If there is anything that haunts the Fed chairpersons it’s the fear that they will be blamed for causing another Great Depression. Ben Bernanke, noted for his studies of the era, has said that the Fed did not do enough to prevent the calamitous 1930s depression. That position, undoubtedly, led to the Bernanke Fed implementing three quantitative easing programs, which more than tripled Fed asset holdings.

16 Nov 1930, Chicago, Illinois, USA --- Notorious gangster Al Capone attempts to help unemployed men with his soup kitchen "Big Al's Kitchen for the Needy."  The kitchen provides three meals a day consisting of soup with meat, bread, coffee, and doughnuts, feeding about 3500 people daily at a cost of $300 per day. --- Image by © Bettmann/CORBIS

Fed asset holding are nearly always bonds, which are purchased with money “created out of thin air.” Therefore, increases in Fed holdings are inflationary. Sometimes more inflationary than other times, but always inflationary.

There is much speculation about when the Fed will hike interest rates. When the perception is that a hike could be imminent, interest rates climb and stocks slump. When the markets think that any rate hike could be put off until 2016, stocks and precious metals prices rise.

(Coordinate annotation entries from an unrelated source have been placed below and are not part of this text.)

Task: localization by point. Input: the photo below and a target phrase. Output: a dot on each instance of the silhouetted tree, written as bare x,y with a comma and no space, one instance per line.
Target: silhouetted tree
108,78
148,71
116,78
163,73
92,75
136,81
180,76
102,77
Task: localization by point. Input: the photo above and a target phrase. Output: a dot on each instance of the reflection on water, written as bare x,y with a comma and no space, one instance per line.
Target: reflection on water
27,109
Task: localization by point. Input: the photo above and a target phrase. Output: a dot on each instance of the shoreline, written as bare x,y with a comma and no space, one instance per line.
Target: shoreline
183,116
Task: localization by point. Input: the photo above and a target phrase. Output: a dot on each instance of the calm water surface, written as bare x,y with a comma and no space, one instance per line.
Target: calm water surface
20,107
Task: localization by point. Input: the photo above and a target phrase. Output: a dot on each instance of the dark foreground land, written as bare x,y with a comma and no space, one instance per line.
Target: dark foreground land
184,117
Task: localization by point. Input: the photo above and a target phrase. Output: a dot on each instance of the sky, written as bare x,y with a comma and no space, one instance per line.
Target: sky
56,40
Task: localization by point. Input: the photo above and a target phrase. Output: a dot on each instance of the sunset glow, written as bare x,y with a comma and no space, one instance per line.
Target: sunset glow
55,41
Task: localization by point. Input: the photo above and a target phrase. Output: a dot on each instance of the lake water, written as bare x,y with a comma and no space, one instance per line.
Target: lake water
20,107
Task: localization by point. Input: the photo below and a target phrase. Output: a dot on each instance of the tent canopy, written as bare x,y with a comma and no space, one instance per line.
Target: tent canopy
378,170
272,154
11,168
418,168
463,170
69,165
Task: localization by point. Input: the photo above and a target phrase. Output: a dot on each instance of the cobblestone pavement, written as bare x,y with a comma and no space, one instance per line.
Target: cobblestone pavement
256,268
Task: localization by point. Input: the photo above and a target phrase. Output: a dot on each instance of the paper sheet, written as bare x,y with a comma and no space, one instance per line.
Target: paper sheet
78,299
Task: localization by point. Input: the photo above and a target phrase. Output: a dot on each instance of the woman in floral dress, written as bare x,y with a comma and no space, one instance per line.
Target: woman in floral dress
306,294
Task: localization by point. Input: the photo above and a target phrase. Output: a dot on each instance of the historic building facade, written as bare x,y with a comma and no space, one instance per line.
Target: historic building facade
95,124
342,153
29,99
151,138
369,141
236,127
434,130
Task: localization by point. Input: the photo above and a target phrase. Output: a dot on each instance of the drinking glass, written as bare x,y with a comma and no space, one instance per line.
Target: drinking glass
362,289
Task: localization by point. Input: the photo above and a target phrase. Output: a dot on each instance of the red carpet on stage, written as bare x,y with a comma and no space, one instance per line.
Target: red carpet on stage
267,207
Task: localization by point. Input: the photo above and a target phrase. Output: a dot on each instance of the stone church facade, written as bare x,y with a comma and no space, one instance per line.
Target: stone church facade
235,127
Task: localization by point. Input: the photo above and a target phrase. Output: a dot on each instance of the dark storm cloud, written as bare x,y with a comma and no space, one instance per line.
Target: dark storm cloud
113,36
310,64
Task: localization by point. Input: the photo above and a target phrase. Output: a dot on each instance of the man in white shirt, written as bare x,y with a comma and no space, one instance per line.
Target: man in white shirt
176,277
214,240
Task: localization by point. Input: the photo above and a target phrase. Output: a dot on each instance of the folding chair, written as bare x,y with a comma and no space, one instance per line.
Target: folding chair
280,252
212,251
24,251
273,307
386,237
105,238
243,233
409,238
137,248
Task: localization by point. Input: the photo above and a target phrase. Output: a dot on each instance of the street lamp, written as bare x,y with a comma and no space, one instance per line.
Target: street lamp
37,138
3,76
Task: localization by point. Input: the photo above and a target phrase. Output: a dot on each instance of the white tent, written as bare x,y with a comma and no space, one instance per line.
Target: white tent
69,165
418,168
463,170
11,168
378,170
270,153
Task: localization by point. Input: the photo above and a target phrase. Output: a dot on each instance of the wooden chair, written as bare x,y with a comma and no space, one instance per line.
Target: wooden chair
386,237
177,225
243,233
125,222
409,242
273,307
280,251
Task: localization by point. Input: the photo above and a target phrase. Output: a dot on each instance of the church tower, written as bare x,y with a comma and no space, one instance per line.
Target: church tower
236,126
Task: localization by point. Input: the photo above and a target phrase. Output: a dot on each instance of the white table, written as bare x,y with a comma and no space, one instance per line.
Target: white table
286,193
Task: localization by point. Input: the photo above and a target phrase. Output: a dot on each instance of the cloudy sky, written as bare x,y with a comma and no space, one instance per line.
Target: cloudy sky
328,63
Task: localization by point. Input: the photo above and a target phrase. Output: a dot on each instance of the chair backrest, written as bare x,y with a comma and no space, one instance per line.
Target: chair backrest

Presently, stocks and the metals are in narrow trading ranges as there is no consensus as to what the Fed will do or when. The International Monetary Fund thinks that the Fed should leave interest rates alone.

The IMF fears that a Fed rate increase could “trigger a new rise in the dollar with destabilizing consequences globally.” In the past twelve months, the dollar is up 20 percent against a basket of key currencies. (Which is another reason why metals prices have been weak.)

According to a recent IMF “health check on the US,” central banks around the world need to prepare for capital outflows that most likely will occur if the Fed hikes rates and money flows to higher-yielding US bonds. The IMF sees the possibility of “a significant and abrupt rebalancing of international portfolios,” which could result in market volatility and damage to financial stability around the world.

This is the second public plea by the IMF in thirty days for the Fed not to hike rates anytime soon.

Minutes from the Fed’s June 16-17 Federal Open Market Committee meeting indicates division about what the FOMC’s next move should be. There are indications of pockets of strength in the US economy, but concerns about Greece and the Chinese slowdown were also expressed.

Truly, the Fed is the world’s central bank, and it does take into consideration not just the US economy but the world’s. Janet Yellen does not want the albatross of another worldwide great depression hung around her neck. I think the Fed will hold course on interest rates for the rest of the year. If so, stocks and metals prices should strengthen.